Once upon a time employers and employees believed they were working as a dedicated team.  Each depended on and was loyal to the other in good and bad financial times.  But somehow the plot went awry when profits, sales, stock values, mergers, and executive privilege replaced the security of united effort.  Now lives are so much dross when the schemes for more money prevail!  Sound like a fairy tale, a piece of contemporary fiction?  It is and it isn’t – welcome to the world of Silicon Valley, a world of madness gone even more awry than anyone could believe possible!

The real story starts out with an evening’s party attended by Silicon valley owners, investors, and underlings close to the top.  The talk is all about profit margins, a potential merger, and more, talks headed by those who think they know it all about how to make companies profit and manipulate publicity so that the stock market follows their lead.  But all of that is about to implode as two kidnappers arrive, inadvertently kill one man and kidnap two owners of a smaller company that is on the down side of being productive and therefore financially viable.  The ransom is at first money which is totally rejected by the financiers and the FBI, whose one reluctant agent has been assigned the task of freeing the victims.  But upon realizing this, the victims contrive a plan to actually benefit the kidnappers financially and free all concerned.

Enter Kimo Balthazar, a renegade talk show host who’s been fired multiple times from multiple stations, a host who can’t find another station to employ him.  He now turns into an Internet talk show host and picks up on the kidnapping story and the real dope on how Silicon Valley CEOs operate.  Interviews with these higher-ups and even a female Congresswoman follow in which their desperate attempts to manipulate the public as usual fail miserably, resulting in a massive walkout of Silicon Valley employees.  These are men and women who are sick and tired of never being able to communicate with the executives, who know they will be let go with future mergers, who know they are expendable and are demanding change – NOW!

While the plot contains ample financial lingo that might be beyond most reader’s intellectual acumen, this information and the descriptions that are provided to educate the reader don’t detract from a tense, intelligent, realistic and frightening series of events that rivet the reader on every page.

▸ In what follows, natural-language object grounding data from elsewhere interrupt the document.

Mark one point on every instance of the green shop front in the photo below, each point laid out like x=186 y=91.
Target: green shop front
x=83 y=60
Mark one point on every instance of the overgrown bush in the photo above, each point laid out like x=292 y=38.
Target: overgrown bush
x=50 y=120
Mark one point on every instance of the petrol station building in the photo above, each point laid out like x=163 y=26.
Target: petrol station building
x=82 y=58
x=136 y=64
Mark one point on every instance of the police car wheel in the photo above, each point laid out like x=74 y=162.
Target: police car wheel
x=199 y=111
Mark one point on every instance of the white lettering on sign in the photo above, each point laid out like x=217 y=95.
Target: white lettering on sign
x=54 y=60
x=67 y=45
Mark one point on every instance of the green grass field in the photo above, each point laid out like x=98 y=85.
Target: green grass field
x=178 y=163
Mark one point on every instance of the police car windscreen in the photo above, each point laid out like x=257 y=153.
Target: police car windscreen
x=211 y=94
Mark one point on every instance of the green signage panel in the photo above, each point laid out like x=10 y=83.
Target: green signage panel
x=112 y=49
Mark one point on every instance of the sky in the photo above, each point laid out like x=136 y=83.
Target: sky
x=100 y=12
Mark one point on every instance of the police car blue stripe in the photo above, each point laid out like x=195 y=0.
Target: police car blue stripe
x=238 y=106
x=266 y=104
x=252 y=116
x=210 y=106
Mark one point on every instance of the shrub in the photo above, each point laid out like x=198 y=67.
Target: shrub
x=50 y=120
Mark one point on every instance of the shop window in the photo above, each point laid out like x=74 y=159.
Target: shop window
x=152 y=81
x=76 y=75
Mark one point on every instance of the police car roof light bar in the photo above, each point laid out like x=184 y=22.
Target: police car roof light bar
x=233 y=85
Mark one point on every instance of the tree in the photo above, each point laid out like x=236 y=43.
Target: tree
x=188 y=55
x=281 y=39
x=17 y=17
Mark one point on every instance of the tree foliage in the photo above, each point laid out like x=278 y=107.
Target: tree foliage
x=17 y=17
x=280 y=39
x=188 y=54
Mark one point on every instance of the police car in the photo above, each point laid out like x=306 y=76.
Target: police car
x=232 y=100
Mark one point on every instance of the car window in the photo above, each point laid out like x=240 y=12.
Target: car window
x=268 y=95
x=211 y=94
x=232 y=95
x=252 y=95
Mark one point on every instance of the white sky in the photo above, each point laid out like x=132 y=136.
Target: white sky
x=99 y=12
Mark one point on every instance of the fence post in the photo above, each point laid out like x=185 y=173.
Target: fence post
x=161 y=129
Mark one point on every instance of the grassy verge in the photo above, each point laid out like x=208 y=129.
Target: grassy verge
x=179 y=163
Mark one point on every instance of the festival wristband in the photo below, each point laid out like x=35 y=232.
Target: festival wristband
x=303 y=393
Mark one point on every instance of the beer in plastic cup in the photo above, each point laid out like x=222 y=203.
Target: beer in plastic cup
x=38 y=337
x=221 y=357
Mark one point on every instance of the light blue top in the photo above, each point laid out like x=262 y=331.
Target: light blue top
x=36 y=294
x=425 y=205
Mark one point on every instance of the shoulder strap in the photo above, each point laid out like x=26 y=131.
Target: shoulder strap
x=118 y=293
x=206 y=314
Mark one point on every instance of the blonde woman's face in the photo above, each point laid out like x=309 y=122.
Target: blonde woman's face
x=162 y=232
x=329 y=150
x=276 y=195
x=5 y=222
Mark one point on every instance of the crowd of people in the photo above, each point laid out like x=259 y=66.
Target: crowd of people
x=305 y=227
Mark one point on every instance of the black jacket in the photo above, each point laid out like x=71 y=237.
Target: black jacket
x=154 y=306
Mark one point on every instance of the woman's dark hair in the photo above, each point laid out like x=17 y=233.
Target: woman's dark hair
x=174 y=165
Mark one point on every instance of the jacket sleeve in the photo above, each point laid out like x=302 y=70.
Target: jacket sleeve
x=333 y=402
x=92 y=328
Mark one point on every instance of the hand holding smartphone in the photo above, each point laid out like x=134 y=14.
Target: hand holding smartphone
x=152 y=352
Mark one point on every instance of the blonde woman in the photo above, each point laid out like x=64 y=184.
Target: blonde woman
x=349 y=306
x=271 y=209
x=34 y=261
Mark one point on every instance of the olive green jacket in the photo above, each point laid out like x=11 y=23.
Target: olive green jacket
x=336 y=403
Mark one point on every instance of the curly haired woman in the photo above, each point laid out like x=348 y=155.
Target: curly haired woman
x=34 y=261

No, you can’t predict where it’s going initially but it’s worth every page read to see the surprising outcome, a Bill of Rights for the “little man and woman” in the intensifying battle for decent consideration and truth.  One might add, the battle, as well as the outcome, are a microcosm for much of what goes on in many different avenues of corporate America!

Ken Goldstein knows his facts and also is a skillful writer who has written a novel that deserves the attention of business, government, workers, employers, CEOs – everyone that keeps the economic wheel of America moving for supposedly the benefit of all! Outstanding business and thriller fiction! Highly recommended!


1 comment:

  1. Great synopsis, Ms. Crystal. I agree that this work is entertaining, captivating and relevant on a larger, social scale.